Finding a solution here is terribly complicated as so much depends on your entire setup and requirements. The first solution that jumps to mind is to add another iptables rule to "fix" the source port. Combined with your first idea you could put:

iptables -t nat -I OUTPUT      --dest 192.168.1.0/24 \
        -p udp --dport 138 -j DNAT --to-dest <real-address>

iptables -t nat -A POSTROUTING --dest <real-address> \
        -p udp --dport 138 -j SNAT --to-source <this-boxes-address>:138

This should solve the immediate problem. But I consider it ugly as it ties IP-addresses to a service much tighter than those should be and if <real-address> is dynamically assigned your configuration will break every now and then.
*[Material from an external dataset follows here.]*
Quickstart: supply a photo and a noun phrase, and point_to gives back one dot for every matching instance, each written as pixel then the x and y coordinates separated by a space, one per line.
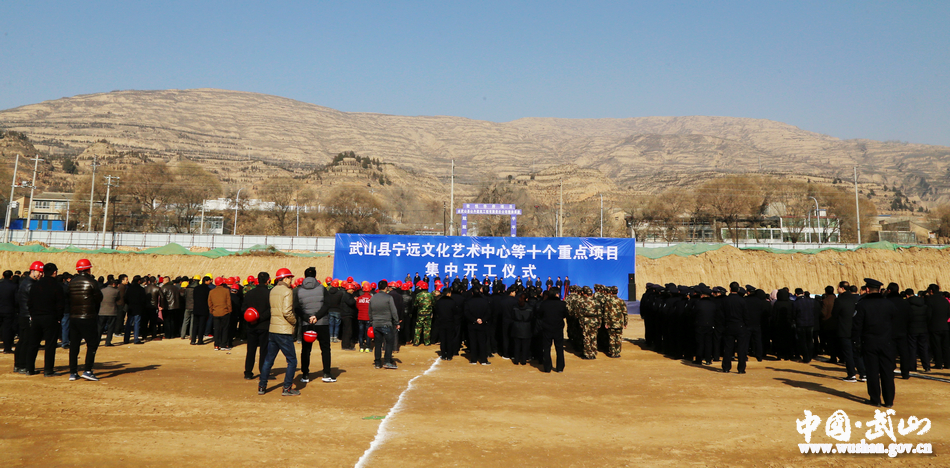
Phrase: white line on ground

A VPN is probably the quickest stable solution you can have.

Nasty thoughts

You could have an iptables INPUT rule that reacts to incoming NetBIOS requests to your SMB over the internet by triggering three to four things:

  1. starting two netcat processes back to back (means: nc -l ... | nc ...), one listening on an arbitrary port, the other one providing a UDP stream to :138 with source port 138
  2. adding a REDIRECT rule that catches samba's outgoing packets to the IP-address mentioned in the triggering NetBIOS message and redirects them to the listening port of the just created listening nc process (stay with me here!)
  3. a SNAT rule as above for each client facing nc process
  4. sacrifice a chicken

The three problems you then have to solve are

  1. have only one such construct for each client (straight forward check if there already is a nc process for the remote end you want to create)
  2. extracting the IP-address from the incoming NetBIOS message (hacky but still straight forward)
  3. clean up not required nc processes and the firewall (heuristical approach only, I think.)

If you pick a timeout for the UDP-stream-cleanup that is longer than the NetBIOS messages interval, you should be fine. I'd suggest about 3*NetBIOS interval to allow for some NetBIOS messages to get lost.